Narasi yang dibangun sangat provokatif: massa yang marah telah menyerang simbol-simbol negara dan pejabat tinggi. Hoaks ini tidak hanya memicu kepanikan, tetapi juga kebencian. Di satu sisi, ia memvalidasi kemarahan sebagian kelompok masyarakat. Di sisi lain, ia memancing reaksi keras dari kelompok pro-pemerintah, menciptakan polarisasi yang semakin tajam di dunia maya. Butuh waktu berjam-jam bagi pihak berwenang dan keluarga terkait, seperti Arumi Bachsin, istri Emil Dardak, untuk mengeluarkan bantahan resmi dan mengklarifikasi bahwa kabar tersebut adalah kebohongan total. Namun, layaknya api, meski sumbernya telah dipadamkan, asapnya telah menyebar luas dan kerusakannya telah terjadi.

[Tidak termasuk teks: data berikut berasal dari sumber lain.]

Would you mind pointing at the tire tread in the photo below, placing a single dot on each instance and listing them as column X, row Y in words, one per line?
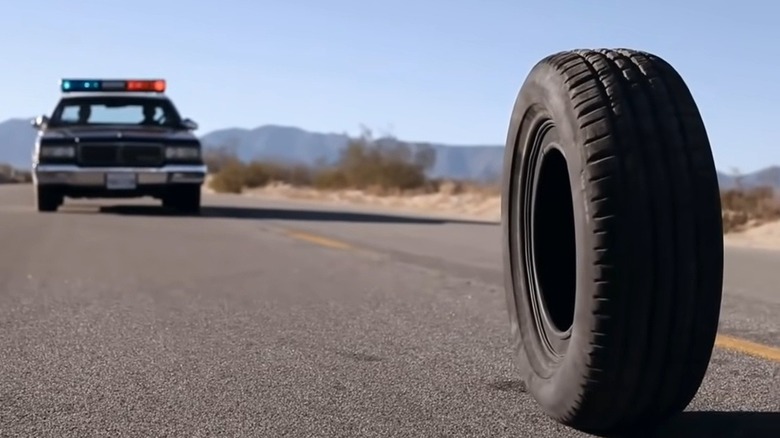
column 650, row 176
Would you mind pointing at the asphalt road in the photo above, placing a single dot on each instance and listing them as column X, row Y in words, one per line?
column 284, row 319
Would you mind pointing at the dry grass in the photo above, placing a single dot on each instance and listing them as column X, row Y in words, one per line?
column 396, row 177
column 748, row 208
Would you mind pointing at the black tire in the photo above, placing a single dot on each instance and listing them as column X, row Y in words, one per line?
column 185, row 199
column 611, row 212
column 47, row 199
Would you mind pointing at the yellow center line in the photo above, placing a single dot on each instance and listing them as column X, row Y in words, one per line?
column 319, row 240
column 748, row 347
column 722, row 341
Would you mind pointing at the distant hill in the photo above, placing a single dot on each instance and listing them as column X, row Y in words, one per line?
column 295, row 145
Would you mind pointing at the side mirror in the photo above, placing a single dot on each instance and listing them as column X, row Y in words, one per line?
column 40, row 121
column 189, row 124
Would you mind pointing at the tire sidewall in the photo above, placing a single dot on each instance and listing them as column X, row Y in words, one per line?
column 544, row 92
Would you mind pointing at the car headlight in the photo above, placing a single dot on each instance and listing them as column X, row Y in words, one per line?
column 182, row 153
column 58, row 151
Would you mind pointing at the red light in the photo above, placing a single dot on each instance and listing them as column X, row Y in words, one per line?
column 155, row 85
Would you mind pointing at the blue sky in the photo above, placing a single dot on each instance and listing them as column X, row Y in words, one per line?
column 433, row 70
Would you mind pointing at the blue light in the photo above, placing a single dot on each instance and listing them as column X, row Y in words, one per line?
column 69, row 85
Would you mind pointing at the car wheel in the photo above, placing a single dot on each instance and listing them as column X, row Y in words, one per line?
column 185, row 199
column 47, row 199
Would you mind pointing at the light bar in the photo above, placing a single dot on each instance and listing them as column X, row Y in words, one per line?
column 81, row 85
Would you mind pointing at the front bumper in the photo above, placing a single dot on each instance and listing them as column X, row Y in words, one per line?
column 65, row 175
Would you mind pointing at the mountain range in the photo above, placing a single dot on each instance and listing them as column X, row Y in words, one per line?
column 295, row 145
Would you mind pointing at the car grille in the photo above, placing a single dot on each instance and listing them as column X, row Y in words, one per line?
column 120, row 155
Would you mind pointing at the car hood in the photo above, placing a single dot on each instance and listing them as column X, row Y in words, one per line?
column 102, row 132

Pakar forensik digital, Ruby Alamsyah, menjelaskan bahwa apa yang terjadi bukanlah sekadar penyebaran berita bohong biasa. "Jika kita analisis polanya, ini adalah sebuah operasi disinformasi yang terkoordinasi. Bukan lagi kerjaan iseng satu-dua orang," ujar Ruby. "Kita melihat penggunaan jaringan akun-akun bot dan buzzer yang secara bersamaan menyebarkan narasi yang sama dalam waktu singkat. Tujuannya jelas, yaitu information laundering—mencuci informasi bohong hingga terlihat seperti kebenaran karena disuarakan oleh banyak akun."
Selain hoaks pembakaran rumah pejabat, jenis disinformasi lain yang marak beredar adalah:
- Narasi Penggantian Aktor: Muncul video dan foto yang menarasikan bahwa korban tewas, Affan Kurniawan, bukanlah pengemudi ojek online, melainkan seorang provokator bayaran. Atau sebaliknya, bahwa oknum aparat Brimob yang terlibat dalam insiden tersebut telah "diganti" atau "diamankan" untuk menghilangkan jejak. Narasi ini bertujuan untuk mendelegitimasi status korban dan mengaburkan fakta kejadian.

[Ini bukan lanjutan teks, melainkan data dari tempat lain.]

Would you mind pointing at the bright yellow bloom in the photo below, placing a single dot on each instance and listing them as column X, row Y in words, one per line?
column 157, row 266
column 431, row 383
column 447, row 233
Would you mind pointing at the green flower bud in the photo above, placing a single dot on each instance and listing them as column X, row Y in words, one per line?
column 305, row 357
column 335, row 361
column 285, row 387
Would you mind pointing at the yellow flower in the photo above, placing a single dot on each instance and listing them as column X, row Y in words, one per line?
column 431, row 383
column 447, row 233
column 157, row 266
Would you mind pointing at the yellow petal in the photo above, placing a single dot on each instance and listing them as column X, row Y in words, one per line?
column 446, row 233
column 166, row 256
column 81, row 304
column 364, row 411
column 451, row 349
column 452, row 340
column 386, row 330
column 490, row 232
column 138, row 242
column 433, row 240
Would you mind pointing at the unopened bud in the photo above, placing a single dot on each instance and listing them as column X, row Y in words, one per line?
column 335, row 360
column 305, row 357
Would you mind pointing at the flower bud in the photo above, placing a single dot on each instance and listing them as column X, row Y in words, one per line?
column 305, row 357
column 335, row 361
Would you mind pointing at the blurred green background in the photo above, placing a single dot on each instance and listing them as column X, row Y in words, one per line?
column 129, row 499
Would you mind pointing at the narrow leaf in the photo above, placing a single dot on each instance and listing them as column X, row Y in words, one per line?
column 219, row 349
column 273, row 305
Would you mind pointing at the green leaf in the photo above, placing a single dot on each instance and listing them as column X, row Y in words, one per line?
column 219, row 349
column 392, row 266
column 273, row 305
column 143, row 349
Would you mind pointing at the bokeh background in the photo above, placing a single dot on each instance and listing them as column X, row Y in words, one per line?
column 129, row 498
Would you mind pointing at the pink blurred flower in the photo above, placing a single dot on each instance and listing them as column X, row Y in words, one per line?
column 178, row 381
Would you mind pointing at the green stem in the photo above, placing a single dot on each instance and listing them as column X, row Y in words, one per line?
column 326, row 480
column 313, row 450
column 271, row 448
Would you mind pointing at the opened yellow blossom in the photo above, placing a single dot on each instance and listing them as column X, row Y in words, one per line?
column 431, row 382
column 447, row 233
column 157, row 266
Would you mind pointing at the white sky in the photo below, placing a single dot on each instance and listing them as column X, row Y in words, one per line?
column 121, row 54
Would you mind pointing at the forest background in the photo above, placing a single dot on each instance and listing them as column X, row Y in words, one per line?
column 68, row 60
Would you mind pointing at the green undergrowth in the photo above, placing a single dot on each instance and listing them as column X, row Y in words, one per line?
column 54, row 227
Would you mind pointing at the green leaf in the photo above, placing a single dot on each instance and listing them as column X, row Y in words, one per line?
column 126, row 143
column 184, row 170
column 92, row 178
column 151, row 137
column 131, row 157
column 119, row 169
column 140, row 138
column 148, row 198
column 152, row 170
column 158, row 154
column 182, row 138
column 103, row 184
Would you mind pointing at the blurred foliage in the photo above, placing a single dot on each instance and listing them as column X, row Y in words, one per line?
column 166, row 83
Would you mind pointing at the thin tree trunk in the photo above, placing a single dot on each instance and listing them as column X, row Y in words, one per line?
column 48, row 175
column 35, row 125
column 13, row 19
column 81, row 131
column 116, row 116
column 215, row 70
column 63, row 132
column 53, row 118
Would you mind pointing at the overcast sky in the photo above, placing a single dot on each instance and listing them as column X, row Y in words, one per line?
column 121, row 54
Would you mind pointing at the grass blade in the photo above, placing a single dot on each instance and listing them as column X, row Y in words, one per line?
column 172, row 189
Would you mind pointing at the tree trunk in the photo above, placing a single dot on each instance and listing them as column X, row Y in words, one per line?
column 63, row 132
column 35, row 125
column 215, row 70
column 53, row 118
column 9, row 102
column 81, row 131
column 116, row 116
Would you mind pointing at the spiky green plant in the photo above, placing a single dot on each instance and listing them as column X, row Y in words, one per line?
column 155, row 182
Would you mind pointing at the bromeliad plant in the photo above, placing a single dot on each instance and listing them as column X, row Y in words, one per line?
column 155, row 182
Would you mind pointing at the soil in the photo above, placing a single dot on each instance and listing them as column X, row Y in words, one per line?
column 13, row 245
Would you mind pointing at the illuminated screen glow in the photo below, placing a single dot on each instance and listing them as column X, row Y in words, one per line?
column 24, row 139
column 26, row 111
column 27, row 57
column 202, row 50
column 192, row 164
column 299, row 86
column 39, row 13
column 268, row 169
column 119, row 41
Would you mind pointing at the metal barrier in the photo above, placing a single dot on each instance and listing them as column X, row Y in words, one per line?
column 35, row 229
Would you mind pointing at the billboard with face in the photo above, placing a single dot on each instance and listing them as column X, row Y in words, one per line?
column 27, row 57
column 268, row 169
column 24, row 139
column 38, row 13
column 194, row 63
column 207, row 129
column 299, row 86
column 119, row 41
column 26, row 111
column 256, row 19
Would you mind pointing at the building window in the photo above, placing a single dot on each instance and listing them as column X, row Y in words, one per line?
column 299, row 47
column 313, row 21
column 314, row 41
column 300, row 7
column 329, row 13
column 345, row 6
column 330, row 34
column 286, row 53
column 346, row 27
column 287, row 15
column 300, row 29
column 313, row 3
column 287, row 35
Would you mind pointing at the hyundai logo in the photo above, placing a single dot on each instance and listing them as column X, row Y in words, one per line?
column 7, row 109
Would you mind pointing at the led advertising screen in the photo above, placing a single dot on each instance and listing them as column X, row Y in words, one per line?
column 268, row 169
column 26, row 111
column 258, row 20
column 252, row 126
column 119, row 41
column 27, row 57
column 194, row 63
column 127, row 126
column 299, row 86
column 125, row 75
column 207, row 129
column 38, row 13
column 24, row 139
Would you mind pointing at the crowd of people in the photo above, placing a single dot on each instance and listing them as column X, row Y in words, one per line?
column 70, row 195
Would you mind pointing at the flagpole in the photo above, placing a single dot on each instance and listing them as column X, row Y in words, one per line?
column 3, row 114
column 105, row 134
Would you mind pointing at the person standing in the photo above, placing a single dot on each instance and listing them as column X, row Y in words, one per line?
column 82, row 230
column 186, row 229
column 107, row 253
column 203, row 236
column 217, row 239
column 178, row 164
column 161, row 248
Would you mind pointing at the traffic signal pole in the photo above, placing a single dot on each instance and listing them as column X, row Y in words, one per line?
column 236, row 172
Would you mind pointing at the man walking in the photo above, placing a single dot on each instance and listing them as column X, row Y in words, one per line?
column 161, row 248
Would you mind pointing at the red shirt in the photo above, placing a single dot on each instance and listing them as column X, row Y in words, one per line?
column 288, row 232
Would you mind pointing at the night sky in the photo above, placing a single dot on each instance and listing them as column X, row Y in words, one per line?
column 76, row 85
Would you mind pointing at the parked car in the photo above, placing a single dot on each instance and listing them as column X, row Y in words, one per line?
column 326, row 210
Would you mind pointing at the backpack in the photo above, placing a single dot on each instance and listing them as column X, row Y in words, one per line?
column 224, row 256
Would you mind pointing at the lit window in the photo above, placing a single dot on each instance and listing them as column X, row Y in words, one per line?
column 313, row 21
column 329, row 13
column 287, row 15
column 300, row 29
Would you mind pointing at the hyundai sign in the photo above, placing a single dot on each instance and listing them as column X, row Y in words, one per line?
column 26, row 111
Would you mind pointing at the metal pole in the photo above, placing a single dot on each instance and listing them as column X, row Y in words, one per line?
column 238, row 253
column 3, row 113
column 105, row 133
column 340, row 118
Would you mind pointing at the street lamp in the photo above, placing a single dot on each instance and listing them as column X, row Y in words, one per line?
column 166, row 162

- Keterlibatan Tokoh Tertentu: Nama-nama besar seperti pengusaha Riza Chalid dan beberapa tokoh politik oposisi secara masif dituding sebagai penyandang dana utama kerusuhan. Tuduhan ini seringkali disebarkan tanpa bukti konkret, hanya berdasarkan "cocoklogi" dan potongan informasi yang tidak utuh, dengan tujuan membentuk persepsi publik dan mengarahkan kambing hitam.
- Provokasi Berbasis SARA: Yang paling berbahaya adalah munculnya konten-konten yang mengaitkan kerusuhan dengan sentimen suku, agama, dan ras. Beredar seruan-seruan untuk menyerang kelompok etnis tertentu yang dianggap mendominasi ekonomi, sebuah upaya jahat untuk mengubah kerusuhan sosial-politik menjadi konflik horizontal.
Kementerian Komunikasi dan Informatika (Kominfo) mengaku kewalahan menghadapi badai disinformasi ini. Menteri Kominfo, Budi Arie Setiadi, menyatakan bahwa pihaknya telah melakukan "take down" ribuan konten hoaks dan provokatif setiap harinya. Namun, ia mengakui bahwa kecepatan produksi hoaks jauh lebih tinggi daripada kemampuan pemerintah untuk membersihkannya.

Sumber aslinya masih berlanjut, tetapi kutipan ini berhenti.